If so Pythagoras has something to say.

Your divination works!

You took ux < uy, but that's ok. [Edited]

 

[haruspex]

Your divination works!

You took ux < uy, but that's ok. [Edited]

So it seems $2v=(\sqrt{1+u^2}-u+1)^2$, where u and v are the two ratios.
But how to prove it?
Maybe we can show that if at some time u and v satisfy that equation then the acceleration components ratio is also v.

 

[TSny]

So it seems $2v=(\sqrt{1+u^2}-u+1)^2$, where u and v are the two ratios.

This formula definitely works. I've tested it with several arbitrary choices of u1 and u2.

I noticed from the numerical solution that the decrease in speed of the block relative to plate 1 (from its initial speed relative to plate 1) equals the decrease in speed of the block relative to plate 2 (from its initial speed relative to plate 2).

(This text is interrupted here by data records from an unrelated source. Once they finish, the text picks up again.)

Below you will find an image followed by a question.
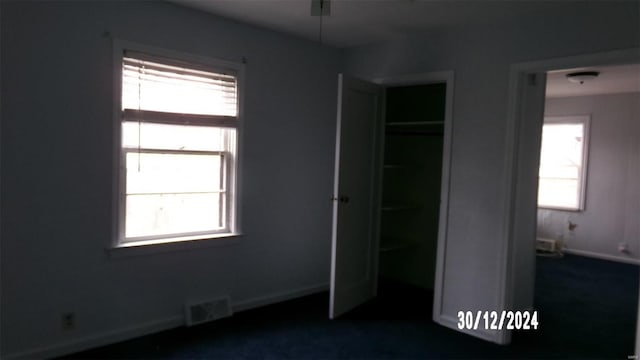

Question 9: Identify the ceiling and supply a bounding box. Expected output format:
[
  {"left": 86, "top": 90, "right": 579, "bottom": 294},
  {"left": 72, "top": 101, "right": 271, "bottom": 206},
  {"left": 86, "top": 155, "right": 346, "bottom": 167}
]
[
  {"left": 166, "top": 0, "right": 640, "bottom": 97},
  {"left": 547, "top": 64, "right": 640, "bottom": 97},
  {"left": 167, "top": 0, "right": 577, "bottom": 48}
]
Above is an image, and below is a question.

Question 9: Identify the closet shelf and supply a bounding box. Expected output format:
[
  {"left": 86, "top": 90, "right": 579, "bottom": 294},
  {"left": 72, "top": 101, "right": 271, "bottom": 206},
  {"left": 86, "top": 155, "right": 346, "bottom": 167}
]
[
  {"left": 386, "top": 121, "right": 444, "bottom": 127},
  {"left": 380, "top": 238, "right": 420, "bottom": 252},
  {"left": 382, "top": 203, "right": 420, "bottom": 211}
]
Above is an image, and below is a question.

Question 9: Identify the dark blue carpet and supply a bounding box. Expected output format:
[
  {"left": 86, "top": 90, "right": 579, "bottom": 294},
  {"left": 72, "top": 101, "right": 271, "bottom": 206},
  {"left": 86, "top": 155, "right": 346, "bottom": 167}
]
[{"left": 62, "top": 256, "right": 639, "bottom": 359}]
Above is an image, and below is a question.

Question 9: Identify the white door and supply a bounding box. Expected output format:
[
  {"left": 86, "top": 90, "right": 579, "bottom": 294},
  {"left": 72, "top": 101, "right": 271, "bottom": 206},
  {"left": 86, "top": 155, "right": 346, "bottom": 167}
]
[{"left": 329, "top": 74, "right": 383, "bottom": 319}]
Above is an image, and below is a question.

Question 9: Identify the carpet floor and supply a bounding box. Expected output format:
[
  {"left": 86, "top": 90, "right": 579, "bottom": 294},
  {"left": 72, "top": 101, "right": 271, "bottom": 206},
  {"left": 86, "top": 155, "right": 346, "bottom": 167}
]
[{"left": 65, "top": 256, "right": 639, "bottom": 359}]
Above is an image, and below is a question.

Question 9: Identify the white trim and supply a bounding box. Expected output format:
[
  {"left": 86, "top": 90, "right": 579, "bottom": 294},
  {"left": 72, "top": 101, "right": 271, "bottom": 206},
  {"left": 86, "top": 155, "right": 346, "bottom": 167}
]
[
  {"left": 562, "top": 248, "right": 640, "bottom": 266},
  {"left": 329, "top": 74, "right": 344, "bottom": 319},
  {"left": 373, "top": 71, "right": 456, "bottom": 334},
  {"left": 231, "top": 283, "right": 329, "bottom": 312},
  {"left": 3, "top": 283, "right": 329, "bottom": 360},
  {"left": 498, "top": 48, "right": 640, "bottom": 344},
  {"left": 3, "top": 315, "right": 184, "bottom": 360}
]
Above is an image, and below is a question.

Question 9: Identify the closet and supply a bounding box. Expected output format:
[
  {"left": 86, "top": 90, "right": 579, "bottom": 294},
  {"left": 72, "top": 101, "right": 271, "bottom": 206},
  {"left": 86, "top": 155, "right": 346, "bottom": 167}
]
[{"left": 378, "top": 83, "right": 447, "bottom": 289}]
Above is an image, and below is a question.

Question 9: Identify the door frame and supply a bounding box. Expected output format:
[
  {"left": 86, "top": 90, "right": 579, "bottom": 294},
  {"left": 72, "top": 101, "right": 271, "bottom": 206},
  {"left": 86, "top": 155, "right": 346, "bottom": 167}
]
[
  {"left": 372, "top": 71, "right": 456, "bottom": 327},
  {"left": 498, "top": 48, "right": 640, "bottom": 344}
]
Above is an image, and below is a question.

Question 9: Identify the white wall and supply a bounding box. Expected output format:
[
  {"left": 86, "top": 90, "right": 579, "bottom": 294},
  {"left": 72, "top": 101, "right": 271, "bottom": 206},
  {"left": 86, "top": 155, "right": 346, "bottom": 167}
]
[
  {"left": 538, "top": 93, "right": 640, "bottom": 260},
  {"left": 0, "top": 1, "right": 341, "bottom": 358},
  {"left": 347, "top": 2, "right": 640, "bottom": 340}
]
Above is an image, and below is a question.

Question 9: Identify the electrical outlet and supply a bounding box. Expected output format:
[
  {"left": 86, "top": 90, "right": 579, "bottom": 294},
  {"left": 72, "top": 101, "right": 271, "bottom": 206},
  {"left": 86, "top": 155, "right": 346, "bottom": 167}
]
[
  {"left": 618, "top": 243, "right": 629, "bottom": 254},
  {"left": 61, "top": 312, "right": 76, "bottom": 331}
]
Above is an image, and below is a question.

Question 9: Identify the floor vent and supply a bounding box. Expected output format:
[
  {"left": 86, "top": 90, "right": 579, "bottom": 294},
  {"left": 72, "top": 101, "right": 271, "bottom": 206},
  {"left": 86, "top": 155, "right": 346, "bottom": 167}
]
[
  {"left": 185, "top": 297, "right": 233, "bottom": 326},
  {"left": 536, "top": 238, "right": 560, "bottom": 253}
]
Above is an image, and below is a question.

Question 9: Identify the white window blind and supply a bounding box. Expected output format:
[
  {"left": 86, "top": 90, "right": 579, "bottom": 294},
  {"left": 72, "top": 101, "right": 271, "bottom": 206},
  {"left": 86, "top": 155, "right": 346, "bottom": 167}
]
[
  {"left": 119, "top": 46, "right": 241, "bottom": 245},
  {"left": 122, "top": 53, "right": 238, "bottom": 117}
]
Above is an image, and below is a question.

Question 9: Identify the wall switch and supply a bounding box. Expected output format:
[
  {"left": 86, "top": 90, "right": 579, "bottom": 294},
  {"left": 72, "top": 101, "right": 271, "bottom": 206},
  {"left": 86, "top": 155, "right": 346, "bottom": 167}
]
[
  {"left": 618, "top": 243, "right": 629, "bottom": 254},
  {"left": 61, "top": 312, "right": 76, "bottom": 331}
]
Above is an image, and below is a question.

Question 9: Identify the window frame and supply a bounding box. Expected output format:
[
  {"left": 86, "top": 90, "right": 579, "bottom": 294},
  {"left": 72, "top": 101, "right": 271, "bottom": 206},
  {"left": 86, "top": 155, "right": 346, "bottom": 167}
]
[
  {"left": 536, "top": 115, "right": 591, "bottom": 212},
  {"left": 110, "top": 39, "right": 245, "bottom": 249}
]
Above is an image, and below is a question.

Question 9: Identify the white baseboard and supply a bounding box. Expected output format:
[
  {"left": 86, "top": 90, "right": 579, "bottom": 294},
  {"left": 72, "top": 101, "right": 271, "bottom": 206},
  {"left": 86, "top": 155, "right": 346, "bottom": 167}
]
[
  {"left": 232, "top": 283, "right": 329, "bottom": 313},
  {"left": 562, "top": 249, "right": 640, "bottom": 265},
  {"left": 3, "top": 316, "right": 184, "bottom": 360},
  {"left": 3, "top": 283, "right": 329, "bottom": 360}
]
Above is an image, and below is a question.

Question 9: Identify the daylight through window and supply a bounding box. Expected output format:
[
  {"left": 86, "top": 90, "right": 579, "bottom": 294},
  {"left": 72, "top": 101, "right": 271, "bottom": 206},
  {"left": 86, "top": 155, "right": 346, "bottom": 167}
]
[
  {"left": 538, "top": 116, "right": 589, "bottom": 210},
  {"left": 119, "top": 51, "right": 240, "bottom": 244}
]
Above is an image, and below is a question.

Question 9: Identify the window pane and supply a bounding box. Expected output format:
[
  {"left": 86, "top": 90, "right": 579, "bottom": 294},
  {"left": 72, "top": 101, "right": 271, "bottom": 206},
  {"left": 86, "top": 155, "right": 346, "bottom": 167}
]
[
  {"left": 125, "top": 193, "right": 224, "bottom": 238},
  {"left": 122, "top": 121, "right": 236, "bottom": 151},
  {"left": 126, "top": 151, "right": 224, "bottom": 194},
  {"left": 538, "top": 121, "right": 586, "bottom": 209}
]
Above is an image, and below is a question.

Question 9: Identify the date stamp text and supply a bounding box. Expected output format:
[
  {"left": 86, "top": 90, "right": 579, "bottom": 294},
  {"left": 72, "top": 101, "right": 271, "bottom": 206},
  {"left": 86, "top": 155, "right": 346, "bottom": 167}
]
[{"left": 458, "top": 311, "right": 540, "bottom": 330}]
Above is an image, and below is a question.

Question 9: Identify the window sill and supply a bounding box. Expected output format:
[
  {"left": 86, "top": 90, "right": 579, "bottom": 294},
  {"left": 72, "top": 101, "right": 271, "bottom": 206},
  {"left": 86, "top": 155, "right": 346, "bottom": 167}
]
[
  {"left": 538, "top": 205, "right": 584, "bottom": 212},
  {"left": 106, "top": 233, "right": 242, "bottom": 258}
]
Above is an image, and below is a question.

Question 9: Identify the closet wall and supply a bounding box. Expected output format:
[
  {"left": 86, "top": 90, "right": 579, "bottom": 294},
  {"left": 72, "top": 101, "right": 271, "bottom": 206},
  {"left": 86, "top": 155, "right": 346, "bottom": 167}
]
[{"left": 379, "top": 84, "right": 446, "bottom": 289}]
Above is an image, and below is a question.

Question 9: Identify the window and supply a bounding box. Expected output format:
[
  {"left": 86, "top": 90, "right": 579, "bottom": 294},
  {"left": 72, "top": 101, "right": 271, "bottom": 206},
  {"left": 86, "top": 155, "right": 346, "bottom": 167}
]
[
  {"left": 118, "top": 43, "right": 241, "bottom": 246},
  {"left": 538, "top": 116, "right": 589, "bottom": 210}
]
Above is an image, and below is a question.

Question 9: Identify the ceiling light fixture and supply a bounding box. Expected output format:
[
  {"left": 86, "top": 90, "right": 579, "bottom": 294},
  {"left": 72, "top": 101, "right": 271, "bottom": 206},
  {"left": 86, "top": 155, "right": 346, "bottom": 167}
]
[{"left": 567, "top": 71, "right": 600, "bottom": 84}]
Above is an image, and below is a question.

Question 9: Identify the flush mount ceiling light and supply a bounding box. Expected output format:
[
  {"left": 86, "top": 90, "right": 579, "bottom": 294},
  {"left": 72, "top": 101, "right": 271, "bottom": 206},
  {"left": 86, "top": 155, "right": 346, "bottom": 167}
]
[{"left": 567, "top": 71, "right": 600, "bottom": 84}]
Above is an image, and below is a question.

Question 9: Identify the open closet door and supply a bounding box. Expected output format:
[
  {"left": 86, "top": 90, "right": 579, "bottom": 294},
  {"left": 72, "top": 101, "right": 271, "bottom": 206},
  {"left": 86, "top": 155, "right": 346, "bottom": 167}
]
[{"left": 329, "top": 74, "right": 383, "bottom": 319}]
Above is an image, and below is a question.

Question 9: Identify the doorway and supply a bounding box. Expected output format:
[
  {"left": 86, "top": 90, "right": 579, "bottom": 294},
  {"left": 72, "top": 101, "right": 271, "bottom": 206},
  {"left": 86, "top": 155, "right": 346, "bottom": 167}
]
[
  {"left": 503, "top": 49, "right": 640, "bottom": 355},
  {"left": 378, "top": 83, "right": 447, "bottom": 291},
  {"left": 329, "top": 72, "right": 453, "bottom": 323}
]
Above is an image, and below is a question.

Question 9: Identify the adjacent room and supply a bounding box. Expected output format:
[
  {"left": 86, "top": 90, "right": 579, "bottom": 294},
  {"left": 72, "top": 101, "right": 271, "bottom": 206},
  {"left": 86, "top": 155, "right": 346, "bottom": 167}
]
[{"left": 0, "top": 0, "right": 640, "bottom": 359}]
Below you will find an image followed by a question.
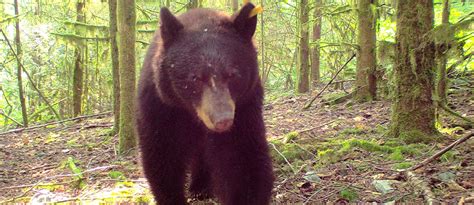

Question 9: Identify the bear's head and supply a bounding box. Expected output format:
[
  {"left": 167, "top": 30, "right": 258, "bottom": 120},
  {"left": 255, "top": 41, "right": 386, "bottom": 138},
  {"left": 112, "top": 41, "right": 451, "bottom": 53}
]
[{"left": 154, "top": 3, "right": 260, "bottom": 132}]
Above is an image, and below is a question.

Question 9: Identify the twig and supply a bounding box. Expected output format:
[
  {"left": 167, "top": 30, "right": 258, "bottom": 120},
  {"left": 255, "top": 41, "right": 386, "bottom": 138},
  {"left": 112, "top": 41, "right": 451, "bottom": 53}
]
[
  {"left": 269, "top": 143, "right": 296, "bottom": 174},
  {"left": 297, "top": 120, "right": 336, "bottom": 134},
  {"left": 402, "top": 132, "right": 474, "bottom": 171},
  {"left": 438, "top": 102, "right": 474, "bottom": 124},
  {"left": 0, "top": 112, "right": 112, "bottom": 136},
  {"left": 0, "top": 110, "right": 23, "bottom": 127},
  {"left": 406, "top": 171, "right": 439, "bottom": 205},
  {"left": 0, "top": 29, "right": 62, "bottom": 120},
  {"left": 303, "top": 53, "right": 356, "bottom": 110},
  {"left": 0, "top": 165, "right": 119, "bottom": 204},
  {"left": 275, "top": 120, "right": 336, "bottom": 140}
]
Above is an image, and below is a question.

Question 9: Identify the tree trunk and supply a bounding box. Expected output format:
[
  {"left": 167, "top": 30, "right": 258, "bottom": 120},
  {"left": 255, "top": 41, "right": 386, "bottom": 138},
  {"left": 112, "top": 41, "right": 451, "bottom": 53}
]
[
  {"left": 354, "top": 0, "right": 377, "bottom": 102},
  {"left": 72, "top": 0, "right": 85, "bottom": 116},
  {"left": 186, "top": 0, "right": 202, "bottom": 10},
  {"left": 232, "top": 0, "right": 239, "bottom": 13},
  {"left": 437, "top": 0, "right": 450, "bottom": 104},
  {"left": 117, "top": 0, "right": 136, "bottom": 154},
  {"left": 391, "top": 0, "right": 437, "bottom": 142},
  {"left": 14, "top": 0, "right": 28, "bottom": 127},
  {"left": 259, "top": 0, "right": 268, "bottom": 86},
  {"left": 109, "top": 0, "right": 120, "bottom": 134},
  {"left": 311, "top": 0, "right": 323, "bottom": 85},
  {"left": 298, "top": 0, "right": 309, "bottom": 93}
]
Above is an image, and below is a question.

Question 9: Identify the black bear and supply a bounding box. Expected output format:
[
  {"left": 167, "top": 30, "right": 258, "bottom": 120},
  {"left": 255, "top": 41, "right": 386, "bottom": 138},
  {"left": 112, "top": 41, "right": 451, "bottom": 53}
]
[{"left": 137, "top": 3, "right": 274, "bottom": 205}]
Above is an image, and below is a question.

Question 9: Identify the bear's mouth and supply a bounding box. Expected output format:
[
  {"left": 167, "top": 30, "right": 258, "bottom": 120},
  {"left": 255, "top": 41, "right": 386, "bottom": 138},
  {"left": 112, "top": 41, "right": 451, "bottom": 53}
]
[{"left": 195, "top": 86, "right": 235, "bottom": 132}]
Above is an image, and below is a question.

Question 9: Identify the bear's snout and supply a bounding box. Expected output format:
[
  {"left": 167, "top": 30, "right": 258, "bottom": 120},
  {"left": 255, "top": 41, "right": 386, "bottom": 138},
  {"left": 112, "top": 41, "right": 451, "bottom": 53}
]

This holds at any instant of time.

So, the solution appears to follow from the following two statements:

(1) The final velocity of the block relative to plate 1 and the final velocity relative to plate 2 have opposite directions.

(2) The block decreases its speed relative to plate 1 by the same amount relative to plate 2.

The first statement follows easily from the fact that the final net force on the block must be zero.

I'm not yet understanding why the second statement holds.

 

[kekpillangok]

(2) The block decreases its speed relative to plate 1 by the same amount relative to plate 2.

Can we explain this from the fact that, at each instant, there are acceleration vectors of equal magnitude along the directions of the velocities relative to plate 1 and plate 2?

 

[TSny]

Can we explain this from the fact that, at each instant, there are acceleration vectors of equal magnitude along the directions of the velocities relative to plate 1 and plate 2?

Yes. I think that's it!

The two friction forces are represented by f. $\vec W_1$ is the velocity of the block relative to plate 1 and $\vec W_2$ is the velocity relative to plate 2.

It should be clear that Fnet makes the same angle to $\vec W_1$ as it does to $\vec W_2$. So, the rate of change of $|\vec W_1|$ equals the rate of change of $|\vec W_2|$.

 

[haruspex]

So, the rate of change of $|\vec W_1|$ equals the rate of change of $|\vec W_2|$.

Took me a while to get that last step. Need to consider infinitesimal changes, yes? If the magnitude of the velocity change is dv then the change in magnitude of each relative velocity approximates $dv\cos(\theta)$.

 

[TSny]

Took me a while to get that last step. Need to consider infinitesimal changes, yes? If the magnitude of the velocity change is dv then the change in magnitude of each relative velocity approximates dvcos⁡(θ).

Yes. At each instant of time, the speeds W1 and W2 are decreasing at the same rate.

Thus, the overall changes ΔW1 and ΔW2 are equal.